In de jaren daarvoor had hij ervaren dat hij wat hij wilde zeggen niet meer kwijt kon in de beeldtaal van vorige generaties. Niet in de taal van het kubisme, waarvan de invloed op zijn werk in de jaren vijftig evident is, en ook niet in de taal van het surrealisme waarvoor hetzelfde geldt. Dat ‘noodzakelijk eigene’ uiteraard alles te maken met eigen ervaringen. Van zijn 15de tot en met zijn 23ste woonde het gezin Fuit in Amsterdam-Oost. Zeker in die naoorlogse jaren voor een jongen die gewend was aan de openheid van het Zaanse land een grauwe omgeving: grijze gevelwanden, nergens bomen, hier en daar wat verdwaalde mensen, een klein stukje lucht ergens hoog boven je en verder gebeurde er niets, verlatenheid alom.

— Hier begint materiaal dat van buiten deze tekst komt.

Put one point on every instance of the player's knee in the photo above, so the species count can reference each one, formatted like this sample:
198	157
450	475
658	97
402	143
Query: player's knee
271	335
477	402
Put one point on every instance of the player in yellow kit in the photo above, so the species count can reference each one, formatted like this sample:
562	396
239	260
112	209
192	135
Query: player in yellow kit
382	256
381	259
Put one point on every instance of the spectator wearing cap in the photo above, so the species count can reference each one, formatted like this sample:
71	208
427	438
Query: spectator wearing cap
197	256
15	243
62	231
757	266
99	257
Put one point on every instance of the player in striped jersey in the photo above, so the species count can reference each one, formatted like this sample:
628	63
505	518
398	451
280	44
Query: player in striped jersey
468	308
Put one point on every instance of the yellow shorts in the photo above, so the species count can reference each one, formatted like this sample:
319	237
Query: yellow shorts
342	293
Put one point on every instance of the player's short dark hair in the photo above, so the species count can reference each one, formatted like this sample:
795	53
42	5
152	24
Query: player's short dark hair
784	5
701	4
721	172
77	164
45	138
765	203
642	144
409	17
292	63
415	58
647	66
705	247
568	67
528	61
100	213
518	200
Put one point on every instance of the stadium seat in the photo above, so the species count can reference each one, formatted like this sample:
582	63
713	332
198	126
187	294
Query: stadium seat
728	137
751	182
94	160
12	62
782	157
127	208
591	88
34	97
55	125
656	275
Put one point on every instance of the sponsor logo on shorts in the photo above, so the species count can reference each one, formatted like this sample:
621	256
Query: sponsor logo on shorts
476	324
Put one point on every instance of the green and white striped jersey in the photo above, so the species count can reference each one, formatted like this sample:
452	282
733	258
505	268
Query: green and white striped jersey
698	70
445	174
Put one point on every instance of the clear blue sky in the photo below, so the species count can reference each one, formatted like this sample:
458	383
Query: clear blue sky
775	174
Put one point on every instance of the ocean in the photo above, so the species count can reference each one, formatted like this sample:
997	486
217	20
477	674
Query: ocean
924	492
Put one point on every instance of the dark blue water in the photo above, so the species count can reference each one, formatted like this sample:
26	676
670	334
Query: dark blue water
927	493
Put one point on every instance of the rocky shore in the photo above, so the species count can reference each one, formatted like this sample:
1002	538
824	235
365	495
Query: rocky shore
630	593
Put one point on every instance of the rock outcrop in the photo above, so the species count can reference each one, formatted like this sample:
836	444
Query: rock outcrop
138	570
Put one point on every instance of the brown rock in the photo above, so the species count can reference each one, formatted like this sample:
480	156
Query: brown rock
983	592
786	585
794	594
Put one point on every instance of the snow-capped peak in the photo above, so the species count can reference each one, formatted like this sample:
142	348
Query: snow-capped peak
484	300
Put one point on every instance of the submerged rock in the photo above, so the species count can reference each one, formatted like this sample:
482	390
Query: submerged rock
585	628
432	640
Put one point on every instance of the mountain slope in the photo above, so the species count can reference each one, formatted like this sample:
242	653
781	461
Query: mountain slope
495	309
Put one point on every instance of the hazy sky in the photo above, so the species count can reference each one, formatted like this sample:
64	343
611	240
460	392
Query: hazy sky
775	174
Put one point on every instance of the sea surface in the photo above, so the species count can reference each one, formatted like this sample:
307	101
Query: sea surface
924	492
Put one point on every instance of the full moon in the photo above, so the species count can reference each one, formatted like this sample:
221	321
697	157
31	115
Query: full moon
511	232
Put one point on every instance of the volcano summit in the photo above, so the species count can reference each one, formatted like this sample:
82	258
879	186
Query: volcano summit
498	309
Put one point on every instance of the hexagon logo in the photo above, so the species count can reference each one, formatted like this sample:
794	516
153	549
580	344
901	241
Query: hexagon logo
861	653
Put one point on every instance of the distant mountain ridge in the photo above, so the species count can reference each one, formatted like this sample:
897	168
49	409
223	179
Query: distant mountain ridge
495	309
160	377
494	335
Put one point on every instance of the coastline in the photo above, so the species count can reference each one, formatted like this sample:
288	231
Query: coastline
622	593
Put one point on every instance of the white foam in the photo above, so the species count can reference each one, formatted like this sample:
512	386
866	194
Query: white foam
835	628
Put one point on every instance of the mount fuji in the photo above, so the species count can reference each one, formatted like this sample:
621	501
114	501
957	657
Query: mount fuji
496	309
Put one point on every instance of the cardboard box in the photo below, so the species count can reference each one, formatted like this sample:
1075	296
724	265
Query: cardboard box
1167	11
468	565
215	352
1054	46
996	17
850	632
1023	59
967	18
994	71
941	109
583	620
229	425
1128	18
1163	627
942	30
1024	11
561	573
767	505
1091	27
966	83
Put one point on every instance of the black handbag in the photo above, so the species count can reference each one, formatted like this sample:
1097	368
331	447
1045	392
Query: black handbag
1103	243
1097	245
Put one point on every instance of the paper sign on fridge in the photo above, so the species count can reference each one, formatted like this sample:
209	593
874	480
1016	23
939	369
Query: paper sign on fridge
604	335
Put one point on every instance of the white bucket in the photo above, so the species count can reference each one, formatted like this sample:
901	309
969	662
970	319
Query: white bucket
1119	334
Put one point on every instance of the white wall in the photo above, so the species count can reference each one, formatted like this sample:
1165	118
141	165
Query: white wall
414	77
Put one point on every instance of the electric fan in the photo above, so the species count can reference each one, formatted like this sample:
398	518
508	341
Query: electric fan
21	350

Dat Amsterdam was voor Marinus die vlak daarvoor ook de oorlog zeer bewust als een spannend verhaal had meegemaakt (vliegtuigen die ergens ver in het weiland neerstortten, de stille dreiging van gecamoufleerde Duitse oorlogsschepen, strakke en suggestieve zoeklichten, sirenes op daken), dat Amsterdam was de verkeerde buurt op de verkeerde leeftijd maar dat verkeerde bleek tegelijkertijd ook noodzakelijk. In die jaren tekent hij nauwelijks omdat hij het gevoel heeft dat alles wat hij tot dan toe gemaakt heeft, nagetekend is, een copie van iets dat al bestaat. Hij had, zegt hij nu, het hopeloze gevoel dat het afgelopen was. Letterlijk en figuurlijk, in AmsterdamOost én artistiek bevond hij zich in een soort niemandsland. En dan plotseling, zonder directe aanleiding, maakt hij op zijn 18de zijn eerste eigen potloodtekeningen: een lezende figuur, een ruimtelijk object, een stilleven met flessen. En van af die tijd probeert hij in zijn werk voelbaar en zichtbaar te maken dat wat we niet kunnen kennen. Steeds nadrukkelijker verliezen de mensen in zijn werk hun persoonlijkheid om uiteindelijk helemaal te verdwijnen. Marinus heeft langzaam maar zeker voldoende aan de objecten die hij vanuit een groot perspectief ziet en waarin op een raadselachtige manier de vervreemding van de hele wereld zit. Niets voor niets schrijft Kees Verwey in
november ’83 aan Marinus: ‘Het gekke is dat het werk zoo sterk overkomt, dat ik er zelfs een beetje bang van word.’ Een half jaar geleden, dames en heren, zag ik in Pulchri in Den Haag een monumentale expositie van min of meer recent werk van Marinus: grote doeken van 150 bij 200 cm. In Achter de Zuilen in Bloemendaal liet Marinus kort geleden een doorsnee van zijn oeuvre zien uit de laatste twintig jaar. Hier in het Provinciehuis ligt en hangt veel van wat daaraan voorafging: de schetsboekjes en tekeningen van het Zaanse jongetje dat een Amsterdamse puber werd. Zijn kubistische en surrealistische experimenten, zijn eerste aarzelende schetsjes en tekeningetjes van sportende mannen, van objecten. van eenzame trams die door verlaten straten rijden: probeersels die soms jaren later terugkeren in monumentale tekeningen, zeefdrukken en aquarellen. Heel bijzonder is dat u alleen vanmiddag ook de door mij genoemde schetsboekjes van de jonge Marinus Fuit mag inkijken. Enige zorgvuldigheid daarbij is wel gewenst. Natuurlijk is de cruciale aquarel ‘Zomermiddag in badplaats’ uit 1964 te bewonderen en de aanloop daar naar toe: voetbalspelers, strandstoelen, een gestileerde filmster, Dali-achtige surrealistische tekeningen met Henry Moore-figuren en andere picturale consequenties van die doorbraak tot ongeveer 1975. Een paar grote, meer recente werken én Marinus’ jongste creatie genaamd Koptekening aan de wandel, een aquarel/gouache waarin de totale vervreemding als vanouds toeslaat, besluiten de tentoonstelling die de ontwikkelingsgang laat zien van een kunstenaar die op een raadselachtige wijze een onbehaaglijk gevoel weet te ontlokken aan een staalharde, geabstraheerde werkelijkheid. Dat onbehaaglijke gevoel onder woorden brengen, dat valt niet mee en dat is ongetwijfeld de reden waarom wij niet raken uitgekeken.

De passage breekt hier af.